Given this, having world leaders live under the same roof for an extended period of time may be the most dangerous approach of all, though it seemed to work for Winston Churchill and Franklin D. Roosevelt. The American and British leaders appear to have forged the closest of political friendships during Churchill’s 24-day stay in the White House in 1941.
In fact, that visit provided the occasion for one of Churchill’s most famous quips. While Churchill was in one of the White House baths, Roosevelt suddenly wheeled into the room to discuss a semi-urgent matter. Realizing his mistake, Roosevelt tried to get out quickly. But, before he could, Churchill stood up, naked, and proclaimed, “The prime minister of Britain has nothing to hide from the president of the United States!”
Things did not go so well for those who hosted the young Tsar Peter I of Russia during his famous “grand embassy” tour of Europe at the end of the seventeenth century. Not only did he and his entourage fail to achieve their primary diplomatic goal of building alliances to help in the fight against the Ottoman Empire; they also left a slew of stately homes in a state that might have made Keith Moon blush.
Some readers may say that the granddaughter of Nikita Khrushchev, who, it is falsely said, gaveled his shoe on a desk at the United Nations General Assembly in 1960, should steer clear of the topic of world leaders’ manners. But there is a point to be made about the recent conduct of the Chinese.
When it comes to diplomatic offhandedness, the Chinese have long had what British gamblers would call “form.” On a visit to the Soviet Union, Mao Zedong famously refused to use the flush toilet adjoining his room, and instead used a chamber pot he had brought from China. Perhaps he suspected that Stalin, as the BBC alleged last year, was collecting and analyzing his feces to glean information about the Great Helmsman’s temperament.
Yet Chinese officials’ deportment in London on their latest visit demonstrated a particular kind of arrogance, offering insight into the way China’s leaders regard their country’s position in the world today. They seem to believe that China has once again become the “Middle Kingdom,” occupying a central position in the world that demands global deference – and vassalage for its immediate neighbors.
China’s hierarchical conception of world order has deep roots, which Yan Xuetong, perhaps the country’s leading contemporary strategic thinker, explores in his books The Transition of World Power and Ancient Chinese Thought, Modern Chinese Power. According to Yan, China’s actions are always considered moral, because they reflect the proper “order” of the international system. Anyone failing to recognize – or, worse, directly challenging – this hierarchy is in the wrong.

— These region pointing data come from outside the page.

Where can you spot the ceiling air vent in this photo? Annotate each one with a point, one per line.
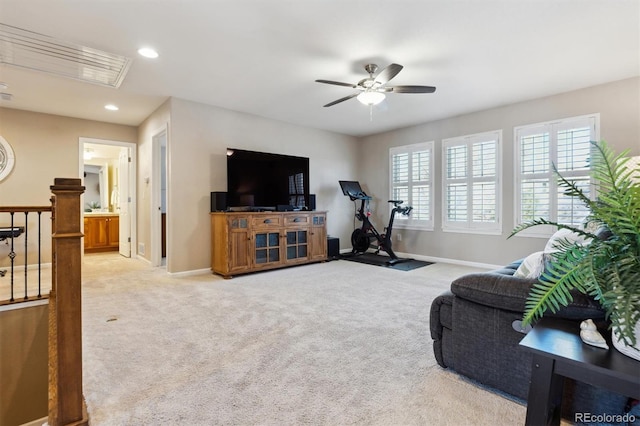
(26, 49)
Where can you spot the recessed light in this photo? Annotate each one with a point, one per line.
(148, 52)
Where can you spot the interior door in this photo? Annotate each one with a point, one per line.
(124, 202)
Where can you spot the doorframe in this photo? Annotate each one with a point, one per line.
(133, 211)
(156, 196)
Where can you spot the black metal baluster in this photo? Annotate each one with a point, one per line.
(39, 254)
(12, 255)
(26, 234)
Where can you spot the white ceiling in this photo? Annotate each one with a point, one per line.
(262, 56)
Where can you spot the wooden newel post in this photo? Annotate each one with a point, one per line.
(66, 400)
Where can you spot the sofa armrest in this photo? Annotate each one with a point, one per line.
(497, 290)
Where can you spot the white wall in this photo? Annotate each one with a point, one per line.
(199, 136)
(618, 104)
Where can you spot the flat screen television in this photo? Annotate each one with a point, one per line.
(267, 181)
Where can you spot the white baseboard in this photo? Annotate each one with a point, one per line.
(450, 261)
(192, 272)
(145, 260)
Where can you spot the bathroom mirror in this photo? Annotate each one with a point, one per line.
(96, 195)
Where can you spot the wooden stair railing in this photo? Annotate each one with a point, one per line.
(66, 401)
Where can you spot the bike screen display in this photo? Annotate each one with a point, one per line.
(350, 188)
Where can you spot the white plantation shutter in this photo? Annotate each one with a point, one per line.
(471, 201)
(565, 144)
(411, 180)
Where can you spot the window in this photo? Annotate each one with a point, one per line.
(411, 178)
(471, 194)
(565, 144)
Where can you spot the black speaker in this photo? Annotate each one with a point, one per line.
(333, 248)
(218, 201)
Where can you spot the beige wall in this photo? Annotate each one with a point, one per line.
(618, 104)
(199, 136)
(45, 146)
(157, 122)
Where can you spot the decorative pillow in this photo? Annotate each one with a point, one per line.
(532, 266)
(566, 236)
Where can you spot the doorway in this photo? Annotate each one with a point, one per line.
(108, 171)
(161, 235)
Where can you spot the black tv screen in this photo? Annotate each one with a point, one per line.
(260, 179)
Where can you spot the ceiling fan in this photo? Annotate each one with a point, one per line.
(371, 90)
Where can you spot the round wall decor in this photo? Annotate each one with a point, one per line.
(7, 158)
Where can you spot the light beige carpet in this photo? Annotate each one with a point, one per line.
(334, 343)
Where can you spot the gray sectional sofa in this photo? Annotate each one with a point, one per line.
(476, 329)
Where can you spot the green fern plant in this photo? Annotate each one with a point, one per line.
(606, 268)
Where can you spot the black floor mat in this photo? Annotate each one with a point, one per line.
(377, 260)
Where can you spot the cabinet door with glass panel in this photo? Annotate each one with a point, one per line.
(238, 256)
(267, 250)
(297, 245)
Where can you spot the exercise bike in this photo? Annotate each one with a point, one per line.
(367, 236)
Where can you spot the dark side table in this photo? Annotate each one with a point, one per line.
(558, 352)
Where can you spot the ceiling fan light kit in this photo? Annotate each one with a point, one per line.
(372, 89)
(371, 98)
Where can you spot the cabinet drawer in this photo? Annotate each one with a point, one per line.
(269, 221)
(296, 220)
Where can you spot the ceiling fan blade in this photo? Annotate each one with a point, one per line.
(412, 89)
(337, 83)
(346, 98)
(388, 73)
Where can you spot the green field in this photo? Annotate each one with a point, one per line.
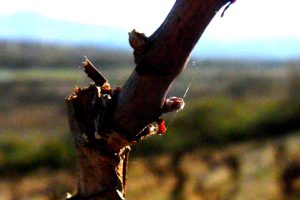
(236, 111)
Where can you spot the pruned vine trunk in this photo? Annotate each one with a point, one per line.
(105, 122)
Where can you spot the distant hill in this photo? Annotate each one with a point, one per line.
(37, 28)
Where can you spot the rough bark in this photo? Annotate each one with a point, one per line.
(105, 122)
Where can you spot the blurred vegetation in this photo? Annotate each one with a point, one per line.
(22, 55)
(229, 101)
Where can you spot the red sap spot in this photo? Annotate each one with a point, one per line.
(161, 126)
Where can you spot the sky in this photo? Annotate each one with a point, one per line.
(263, 28)
(245, 19)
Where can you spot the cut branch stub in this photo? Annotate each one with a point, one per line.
(100, 145)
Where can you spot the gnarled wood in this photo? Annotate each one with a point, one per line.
(105, 122)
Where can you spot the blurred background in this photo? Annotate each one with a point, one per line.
(237, 138)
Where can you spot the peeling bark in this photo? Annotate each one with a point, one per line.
(105, 122)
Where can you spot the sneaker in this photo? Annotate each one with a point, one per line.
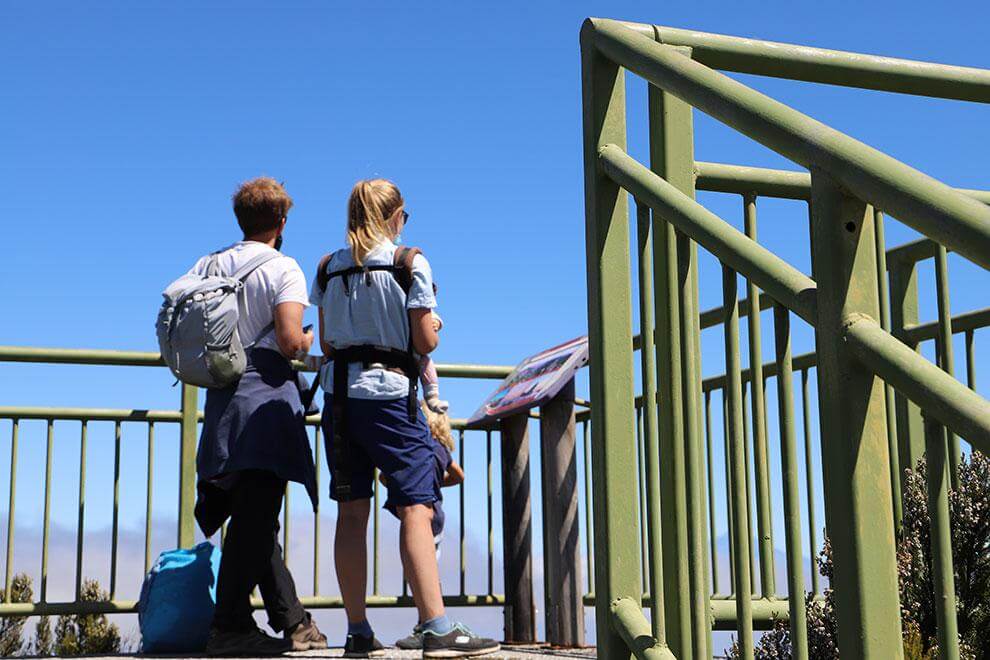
(413, 642)
(459, 642)
(359, 646)
(245, 643)
(305, 636)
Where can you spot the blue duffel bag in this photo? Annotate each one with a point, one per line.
(177, 600)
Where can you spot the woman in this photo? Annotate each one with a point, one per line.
(373, 323)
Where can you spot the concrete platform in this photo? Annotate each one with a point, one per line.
(514, 652)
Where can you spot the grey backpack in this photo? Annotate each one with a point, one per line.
(197, 324)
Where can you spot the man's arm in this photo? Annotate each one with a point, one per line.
(288, 330)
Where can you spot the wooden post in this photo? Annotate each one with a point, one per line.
(517, 534)
(564, 609)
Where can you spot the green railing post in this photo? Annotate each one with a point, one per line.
(188, 438)
(617, 566)
(671, 156)
(854, 431)
(904, 313)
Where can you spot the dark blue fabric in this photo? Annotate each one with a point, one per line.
(380, 434)
(258, 424)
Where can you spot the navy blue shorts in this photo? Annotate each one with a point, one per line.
(380, 434)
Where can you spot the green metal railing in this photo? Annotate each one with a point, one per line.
(881, 404)
(187, 418)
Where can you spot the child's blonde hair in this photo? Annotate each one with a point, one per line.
(439, 424)
(372, 203)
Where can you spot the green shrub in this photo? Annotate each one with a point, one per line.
(12, 627)
(969, 514)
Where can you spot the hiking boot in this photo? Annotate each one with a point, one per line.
(305, 636)
(245, 643)
(359, 646)
(458, 643)
(413, 642)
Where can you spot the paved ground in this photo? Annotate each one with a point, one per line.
(507, 653)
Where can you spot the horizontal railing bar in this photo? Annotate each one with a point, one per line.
(743, 180)
(921, 202)
(776, 277)
(936, 392)
(766, 182)
(130, 606)
(101, 357)
(90, 414)
(635, 631)
(832, 67)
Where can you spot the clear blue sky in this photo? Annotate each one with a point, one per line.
(125, 128)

That attitude can be seen in the statement of a former Chinese foreign minister, Yang Jiechi, now a member of the State Council (the central government’s executive organ). At the ASEAN summit in 2011, Yang rebuked his Vietnamese hosts and other ASEAN members for refusing to accept China’s sovereignty claims in the South China Sea, saying, “China is a big country and other countries are small countries, and that’s just a fact.”
In this sense, it is no surprise that Chinese officials in the UK did not give the queen the courtesy one might expect. In their view, Britain’s sovereign received the treatment a second-rate power merits.
Nina L. Khrushcheva, the author of Imagining Nabokov: Russia Between Art and Politics and The Lost Khrushchev: A Journey into the Gulag of the Russian Mind, is Professor of International Affairs and Associate Dean for Academic Affairs at The New School and a senior fellow at the World Policy Institute.